Abstracts
Giovanni Cerulli Irelli (Sapienza University of Rome)
Title: Specialization map for quiver Grassmannians
Abstract: We define a specialization map between cohomology algebras of quiver Grassmannians of Dynkin type and we prove that it is surjective in type A, generalizing a beautiful result of Lanini and Strickland. This is a joint work with Francesco Esposito, Xin Fang and Ghislain Fourier. If time permits, I will shortly report on a second project in collaboration with Martina Lanini, Francesco Esposito and Rui Xiong in which we describe the kernel of the specialization map and thus the cohomology of quiver Grassmannians of type A in terms of Schubert calculus.
Karin Baur (Ruhr University Bochum)
Title: Frieze patterns and cluster theory
Abstract: Cluster categories and cluster algebras can be described via triangulations of surfaces or via certain diagrams. In type A, such triangulations lead to frieze patterns or SL_2-friezes in the sense of Conway and Coxeter. We explain how infinite frieze patterns arise and discuss their growth behaviour. In particular, we show that tame module categories yield friezes with linear growth.
Lars Göttgens (RWTH Aachen University)
Title: PBW deformations of U(g) smash products in OSCAR
Abstract: A filtered deformation $A_k$ of $A_0 = S(V)#U(g)$ for a semisimple Lie algebra $g$ is called PBW if its associated graded algebra is isomorphic to $A_0$. We present combinatorial and computer algebraic methods to compute PBW deformations for a given $A_0$ using diagrammatic categories, both on a theoretical level and as an implementation using OSCAR. Based on joint work with J. Flake.
Ulrich Krähmer (TU Dresden)
Title: The ring of differential operators on a monomial curve is a Hopf algebroid
Abstract: The ring of differential operators on a cuspidal curve whose coordinate ring is a numerical semigroup algebra is shown to be a cocommutative and cocomplete left Hopf algebroid, which essentially means that the category of D-modules is closed monoidal. If the semigroup is symmetric so that the curve is Gorenstein, it is a full Hopf algebroid (admits an antipode), which means that the subcategory of D-modules that are finite rank vector bundles over the curve is rigid. Based on joint work with Myriam Mahaman.
Sven Möller (University of Hamburg)
Title: Vertex algebras associated with symplectic singularities
Abstract: Symplectic singularities (Beauville) appear prominently in (geometric) representation theory. In physics, they arise as the Higgs branch of 3d and 4d superconformal quantum field theories.

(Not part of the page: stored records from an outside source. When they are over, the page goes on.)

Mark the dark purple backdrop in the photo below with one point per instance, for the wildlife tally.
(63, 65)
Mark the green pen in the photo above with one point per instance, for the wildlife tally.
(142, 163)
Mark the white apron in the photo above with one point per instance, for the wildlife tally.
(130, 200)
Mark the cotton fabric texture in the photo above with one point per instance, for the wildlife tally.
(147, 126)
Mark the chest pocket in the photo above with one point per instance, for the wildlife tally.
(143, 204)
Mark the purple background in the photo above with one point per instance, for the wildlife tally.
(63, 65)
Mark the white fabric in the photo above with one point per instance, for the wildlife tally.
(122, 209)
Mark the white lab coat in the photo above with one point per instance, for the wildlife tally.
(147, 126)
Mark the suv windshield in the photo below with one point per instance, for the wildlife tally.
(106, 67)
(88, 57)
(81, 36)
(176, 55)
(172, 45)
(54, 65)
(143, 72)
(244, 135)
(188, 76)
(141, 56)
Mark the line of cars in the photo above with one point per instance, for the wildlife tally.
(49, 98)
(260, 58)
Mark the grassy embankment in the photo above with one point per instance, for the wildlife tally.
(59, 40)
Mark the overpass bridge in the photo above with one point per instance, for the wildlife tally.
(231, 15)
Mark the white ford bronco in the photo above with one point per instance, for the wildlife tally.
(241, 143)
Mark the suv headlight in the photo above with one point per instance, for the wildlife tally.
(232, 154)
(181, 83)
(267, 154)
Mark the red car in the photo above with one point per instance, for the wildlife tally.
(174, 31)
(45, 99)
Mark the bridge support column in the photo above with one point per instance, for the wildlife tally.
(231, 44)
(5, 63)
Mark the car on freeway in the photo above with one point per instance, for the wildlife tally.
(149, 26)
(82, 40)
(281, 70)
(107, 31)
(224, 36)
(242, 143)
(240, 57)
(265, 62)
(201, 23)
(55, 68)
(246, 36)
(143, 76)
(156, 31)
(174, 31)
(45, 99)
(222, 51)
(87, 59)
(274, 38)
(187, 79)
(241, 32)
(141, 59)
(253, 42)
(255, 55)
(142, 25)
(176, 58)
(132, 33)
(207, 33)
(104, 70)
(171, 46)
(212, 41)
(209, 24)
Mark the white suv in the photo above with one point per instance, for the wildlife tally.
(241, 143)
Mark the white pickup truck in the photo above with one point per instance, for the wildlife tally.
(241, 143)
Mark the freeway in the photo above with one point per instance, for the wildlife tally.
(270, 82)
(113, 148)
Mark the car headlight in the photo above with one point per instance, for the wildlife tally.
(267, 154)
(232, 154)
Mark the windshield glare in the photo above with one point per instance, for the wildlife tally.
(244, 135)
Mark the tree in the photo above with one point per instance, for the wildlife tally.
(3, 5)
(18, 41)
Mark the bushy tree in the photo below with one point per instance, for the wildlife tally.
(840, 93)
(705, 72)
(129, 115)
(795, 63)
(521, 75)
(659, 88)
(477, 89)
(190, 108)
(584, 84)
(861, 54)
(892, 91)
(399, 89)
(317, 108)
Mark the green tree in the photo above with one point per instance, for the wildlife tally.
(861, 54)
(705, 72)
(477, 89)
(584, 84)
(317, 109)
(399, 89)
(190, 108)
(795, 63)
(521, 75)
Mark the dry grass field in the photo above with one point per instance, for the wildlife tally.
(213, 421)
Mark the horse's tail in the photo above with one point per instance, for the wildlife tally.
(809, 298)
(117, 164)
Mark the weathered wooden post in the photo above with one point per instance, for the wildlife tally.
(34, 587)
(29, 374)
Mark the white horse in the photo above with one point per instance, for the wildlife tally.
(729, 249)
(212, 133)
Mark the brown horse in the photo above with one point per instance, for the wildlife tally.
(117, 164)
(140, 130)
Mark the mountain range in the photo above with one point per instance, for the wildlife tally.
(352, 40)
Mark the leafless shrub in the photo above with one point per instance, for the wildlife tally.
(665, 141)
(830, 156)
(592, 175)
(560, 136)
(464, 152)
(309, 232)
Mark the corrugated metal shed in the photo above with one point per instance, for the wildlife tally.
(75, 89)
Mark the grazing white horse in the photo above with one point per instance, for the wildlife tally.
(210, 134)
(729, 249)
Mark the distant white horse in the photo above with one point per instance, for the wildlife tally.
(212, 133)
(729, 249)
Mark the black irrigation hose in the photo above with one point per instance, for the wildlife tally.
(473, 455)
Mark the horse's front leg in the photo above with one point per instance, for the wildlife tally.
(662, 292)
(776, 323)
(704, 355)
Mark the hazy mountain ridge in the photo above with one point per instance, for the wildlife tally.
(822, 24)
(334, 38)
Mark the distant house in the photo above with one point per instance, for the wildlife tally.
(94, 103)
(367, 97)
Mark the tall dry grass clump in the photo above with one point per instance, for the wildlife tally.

Vertex algebras are mathematical structures that axiomatise 2d conformal field theories. The associated Poisson variety, a certain geometric invariant defined by a vertex algebra, is often a symplectic singularity. In that case, the vertex algebra can be regarded as a chiral quantisation of the latter.
The 4d/2d correspondence in physics (Beem et al.) proposes vertex algebras as invariants of 4d superconformal theories. Crucially, it is conjectured that the Higgs branch of the 4d theory can be recovered as the associated variety of the vertex algebra. Therefore, all vertex algebras arising from 4d theories are supposed to be chiral quantisations of singular symplectic varieties. In this talk, I will report on work related to vertex algebras for one family of symplectic singularities that can be realised as Nakajima quiver varieties
Arnaud Eteve (MPI Bonn)
Title: Jordan decomposition for representations of finite Lie groups
Abstract: Let $G$ be a reductive group over a finite field $k$, Jordan decomposition for the irreducible representations of the finite group $G(k)$ is a collection of two statements:
- there is a partition, into Lusztig series, of the set of irreducible representations of $G(k)$ indexed by conjugacy classes of semisimple elements in the Langlands dual group $G^*$. The part corresponding to $1 \in G^*$ is usually called the set of unipotent representations.
- there is a canonical bijection between the Lusztig series corresponding to a semisimple element $s \in G^*$ and the unipotent series for a smaller group.
In this talk, I will discuss a categorical form of this statement which remains valid for modular coefficients.
Istvan Heckenberger (Philipps University of Marburg)
Title: Braidings and Nichols algebras
Abstract: In the talk I will discuss braided Hopf algebras and their relationship with other mathematical areas, with particular emphasis on structural results on Nichols algebras related to reflection groups, combinatorics of words, and modular representation theory.